The workshop will address how modern AI and language processing models are being developed and applied in health and medicine, focusing on practical impact in clinical settings. Experts from academia and industry will discuss innovations, challenges, and the path forward for integrating these technologies into real-world healthcare systems. The Brazilian perspective will also be highlighted, discussing how the public health system collaborates with private providers and government agencies to implement AI-driven solutions.
Key speakers include Prof. Li Su (University of Cambridge, University of Sheffield), Dr. Sebastian Ruder (Cohere), Prof. Ed Watkins (University of Exeter), Rodrigo Wilkens (University of Exeter), and Prof. Renan Moioli and Prof. Ana Isabela Sales (Federal University of Rio Grande do Norte, Brazil), who will cover a range of topics, from AI in neuroscience to the challenges of multilingual large language models in clinical environments.
This event represents a key opportunity for researchers, healthcare professionals, and policymakers to engage in dialogue and collaboration, driving forward the use of AI in healthcare to improve patient outcomes.
Date: September 18th, 2024
Location: University Of Exeter Innovation Centre (Rennes Drive, Exeter, Devon, EX4 4PU); M1a
Link to Teams Webinar: click here
13:00 - 13:30 - Dr. Renan Moioli (Federal University of Rio Grande do Norte, Brazil): Collaboration Opportunities in Digital Health at the Digital Metropolis Institute in Brazil
13:30 - 14:00 - Dr. Cesar Renno-Costa (Federal University of Rio Grande do Norte, Brazil): Artificial Intelligence Applied to Psychiatry: Uses and Limitations of AI in Diagnosing Mental Disorders
14:00 - 15:30 - Dr. Ana Isabela Sales Moioli (Federal University of Rio Grande do Norte, Brazil): "Sifílis Não" Project: the largest initiative to combat syphilis in the context of global health.

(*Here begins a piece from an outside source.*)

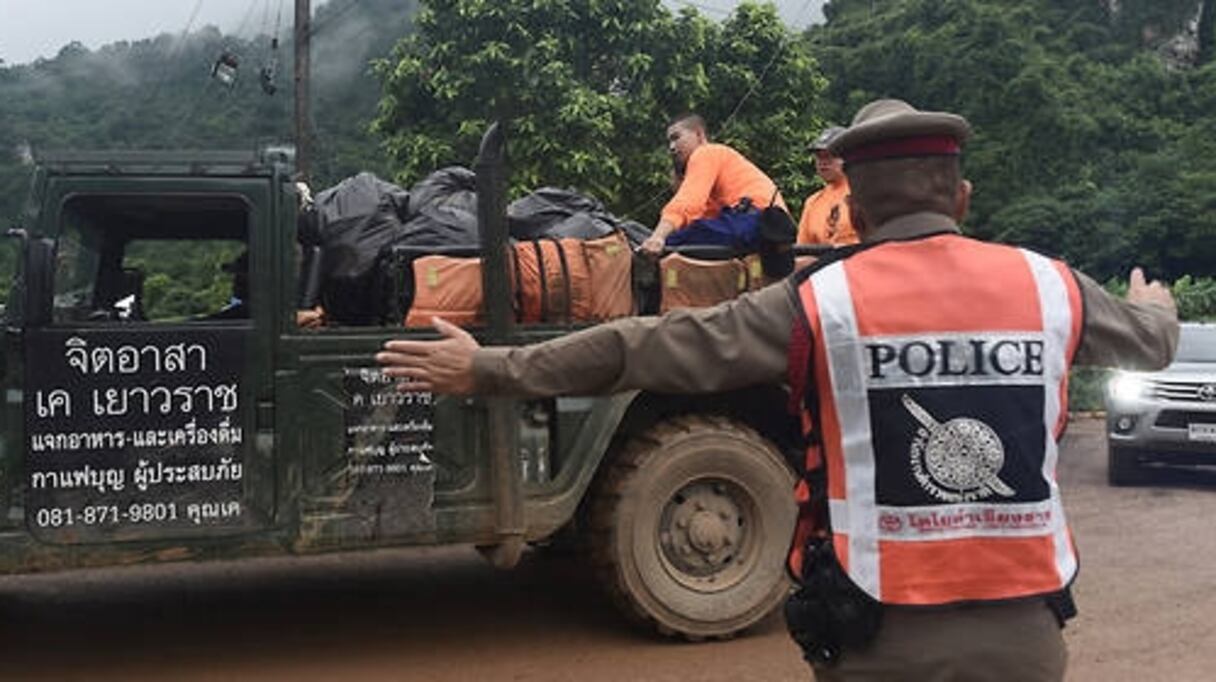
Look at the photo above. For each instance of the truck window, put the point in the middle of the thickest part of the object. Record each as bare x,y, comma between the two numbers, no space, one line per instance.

Date: September 19th, 2024
Location: University Of Exeter Business School (Rennes Drive, Exeter, Devon, EX4 4PU); Matrix Lecture Theatre /Building:One
Link to Teams Webinar: click here
08:45 - 09:00 - Aline Villavicencio (University of Exeter), Cesar Renno-Costa (Federal University of Rio Grande do Norte, Brazil): Opening
09:00 - 09:50 - Prof. Umesh Kadam (University of Exeter): Creating data assets for collaborative partnerships: the opportunities in the healthcare domain
09:50-10:10 - Coffee Break
10:10-11:00 - Dr. Julia Ive (University College London): Towards Ethical Collaboration Between Human and AI
11:00 - 11:50 - Prof. Li Su (University of Cambridge, University of Sheffield): AI in Basic and Clinical Neuroscience
12:00 - 13:10 - Lunch Break
13:10 - 14:00 - Prof. Ed Watkins (University of Exeter)

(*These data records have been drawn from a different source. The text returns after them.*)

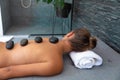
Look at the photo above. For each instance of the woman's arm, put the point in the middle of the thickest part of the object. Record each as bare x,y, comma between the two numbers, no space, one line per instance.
36,69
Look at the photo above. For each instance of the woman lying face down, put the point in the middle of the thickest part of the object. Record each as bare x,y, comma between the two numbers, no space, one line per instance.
42,59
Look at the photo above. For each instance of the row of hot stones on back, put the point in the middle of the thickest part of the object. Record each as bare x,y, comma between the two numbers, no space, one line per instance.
24,42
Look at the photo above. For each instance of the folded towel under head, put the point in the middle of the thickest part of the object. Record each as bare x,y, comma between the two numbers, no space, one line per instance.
86,59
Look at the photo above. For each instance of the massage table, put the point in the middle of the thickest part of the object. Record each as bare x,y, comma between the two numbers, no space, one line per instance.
109,70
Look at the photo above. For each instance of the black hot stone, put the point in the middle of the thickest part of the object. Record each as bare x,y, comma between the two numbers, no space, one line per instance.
53,40
9,44
38,39
23,42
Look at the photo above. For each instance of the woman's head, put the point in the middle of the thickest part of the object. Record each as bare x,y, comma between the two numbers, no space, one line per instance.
82,40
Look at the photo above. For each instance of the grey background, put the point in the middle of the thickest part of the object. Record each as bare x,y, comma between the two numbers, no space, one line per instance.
101,17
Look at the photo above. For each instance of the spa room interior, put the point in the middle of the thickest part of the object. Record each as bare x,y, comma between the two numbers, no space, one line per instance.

14:00 - 14:50 - Dr. Sebastian Ruder (Cohere): Multilingual LLM Evaluation in Practical Settings
14:50-15:05 - Coffee Break
15:05 - 16:30 - Online screening of DS4MH September 2024 Meeting
16:30 - 17:00 - Discussions and Closing
Mental disorders present a significant challenge in healthcare due to the lack of specific biomedical tests and the need for close, continuous monitoring to ensure accurate diagnosis. Recent advances in AI, particularly in Natural Language Processing, show great potential in assessing these conditions. However, there are still significant challenges to translating this potential into the reality of psychiatric practice. In this presentation, I will discuss the work conducted at UFRN on discourse analysis in clinical settings for various disorders. Topics will include: the state of the art in detecting cognitive neuropathies, the search for descriptors that enable the development of explainable diagnostic systems, the construction of neuroscientific models that link speech patterns to neural mechanisms, and the challenges in creating technology that integrates seamlessly with clinical practice.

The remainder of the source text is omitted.